Forse è vero che ci devono essere sottratte tutte le possibilità di realizzazione e successo – come accade al personaggio di Cercas – per arrivare a capire che stavamo buttando via il tempo che abbiamo, correndo come criceti su una ruota che spesso porta al malessere psichico, non all’appagamento sociale ed esistenziale. La parabola del protagonista del romanzo La donna del ritratto va letta e riscoperta oggi, perché aiuta a comprendere la grammatica pervasiva del successo, la cui potenza distruttrice è sempre più forte. Tutti, infatti, potremmo riconoscerci nel Tomàs del romanzo, un “personaggio di destino” morbosamente – e, all’inizio, inconsapevolmente – attaccato a ciò che gli causa angoscia e timori, a ciò che gli impedisce di vivere il presente e lo proietta in un futuro che spaventa.
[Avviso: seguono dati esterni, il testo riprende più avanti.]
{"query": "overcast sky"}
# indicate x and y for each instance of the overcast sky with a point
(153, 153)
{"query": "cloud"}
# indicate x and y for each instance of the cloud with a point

Tomàs è attaccato a ciò che più lo fa soffrire e che, al contempo, lo vuole sempre performante, pronto a scendere a mille compromessi, a rinunciare al riposo e alle pause tra un impegno e l’altro e, soprattutto, che gli genera una compulsiva paura del fallimento. Il personaggio di Cercas somiglia un po’ a tutti noi, schiavi di un meccanismo autodistruttivo che continua a mietere vittime costantemente, ma a cui il più delle volte non riusciamo a sottrarci poiché, diversamente da lui, noi ci sentiamo ancora in corsa verso la tanto agognata “meta”. E allora continuiamo a correre, ad affaticarci, terrorizzati all’idea di perdere proprio ciò che acuisce costantemente il nostro disagio; continuiamo a star male, quando forse dovremmo solo permetterci di dire basta, fermarci e chiederci se valga davvero la pena di procedere con un ritmo così forsennato, in tutti i campi della nostra vita, senza mai rallentare.